As diversas sabedorias
Entendemos por sabedoria um quadro de interpretações da vida, no seu sentido, no exercício da liberdade, na fundamentação ética, na compreensão da vida e da morte, do sofrimento e da felicidade. Quando olhamos o mundo como um todo, ressalta à vista a variedade destas sabedorias, inspiradas em culturas e religiões diversas. Mas não nos iludamos: a globalização cultural é um dinamismo imparável, as sabedorias entrecruzam-se com o aspecto preocupante de as menos profundas serem as que mais influenciam as outras.
Começo por referir aquela que, no Ocidente, foi nascendo de sistemas filosóficos que valorizaram a autonomia do homem em relação a Deus e à religião, autonomia da razão na identificação da verdade, primado do indivíduo sobre a comunidade, idolatria da liberdade individual, concebida como capacidade e direito de cada indivíduo decidir da sua verdade, do sentido da sua vida, em última análise, do que é bem do que é mal. A vida humana é considerada como dependendo, apenas, do homem e da sua capacidade. O homem terá a felicidade que for capaz de construir. Deus deixou de ser um agente decisivo na realização da plenitude humana e interventor na história, afastando-se radicalmente da tradição judaico-cristã e tão bem expressa no Salmo 43: “Não foi a espada que lhes conquistou a terra, nem seu braço lhes alcançou a vitória. Mas sim a vossa direita e o vosso braço e a luz da vossa face, porque os amaste” ou a frase de Jesus, “sem Mim nada podeis fazer”. Deus passou a inútil e facilmente a inexistente. A forma mais preocupante de ateísmo é o daqueles que, mesmo aceitando que Deus existe, vivem como se Ele não existisse. Esta forma de “ateísmo prático” é mais frequente e mais preocupante que o ateísmo teórico, racionalmente estabelecido.
Claro que esta sabedoria é incapaz de dar respostas válidas nos momentos cruciais da existência: o sofrimento, a morte, a solidão, a inquietação interior. Mas na normalidade da vida humana transforma-se numa barreira para o acolhimento da mensagem cristã; esta sabedoria profana e horizontal, limitada ao horizonte da vida terrena, incapaz de transcendência e de vida eterna, atinge também muitos cristãos, que não encontram em Deus a companhia amorosa em todos os passos da Sua vida, o que alarga o horizonte da missão a multidões de cristãos baptizados, não crentes ou mal-crentes, que não vivem a vida segundo a sabedoria da Cruz. O Evangelho só é acolhido quando Cristo aparece como resposta de vida. Quem não se interroga e não deseja ir mais longe, nem sequer ouve a mensagem. O evangelizador tem de estar atento às buscas e inquietações do coração humano. O primeiro fruto do Evangelho é levar o homem a uma visão mais profunda de si mesmo, ensiná-lo a desejar.
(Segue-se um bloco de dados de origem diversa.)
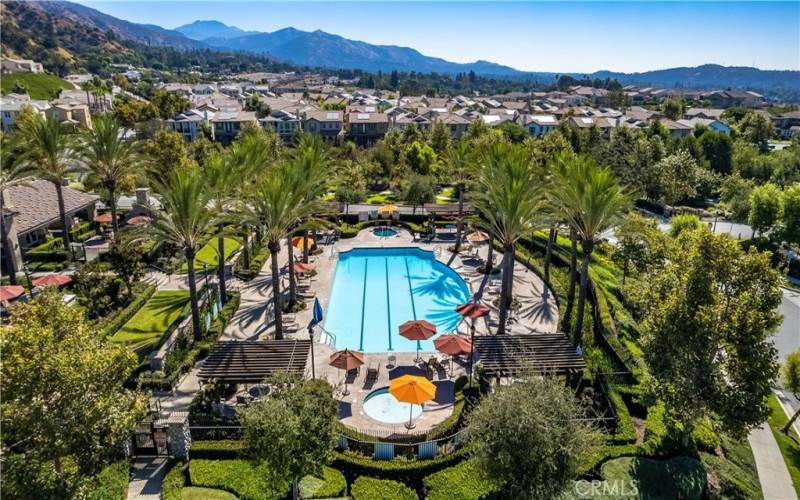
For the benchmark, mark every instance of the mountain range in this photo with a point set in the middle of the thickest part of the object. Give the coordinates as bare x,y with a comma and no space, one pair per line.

Neste aspecto temos de estar conscientes que as sociedades inspiradas nesta sabedoria profana, aceitam a Igreja apenas pelos serviços que presta à sociedade, inserindo-a no esforço de melhoria da sociedade no horizonte deste mundo. A evangelização tem de ser, cada vez mais, um grito de transcendência e de esperança na vida eterna.
A complexidade do fenómeno religioso contemporâneo
É também nesse quadro que as sociedades democráticas se abriram ao respeito pelo fenómeno religioso, expresso nos quadros legais da liberdade de consciência, de que a liberdade religiosa é uma expressão maior. Mas, nesse quadro, corre-se o risco de considerar todas as religiões de igual valor, sem capacidade de discernimento do contributo específico de cada uma para a plena realização humana.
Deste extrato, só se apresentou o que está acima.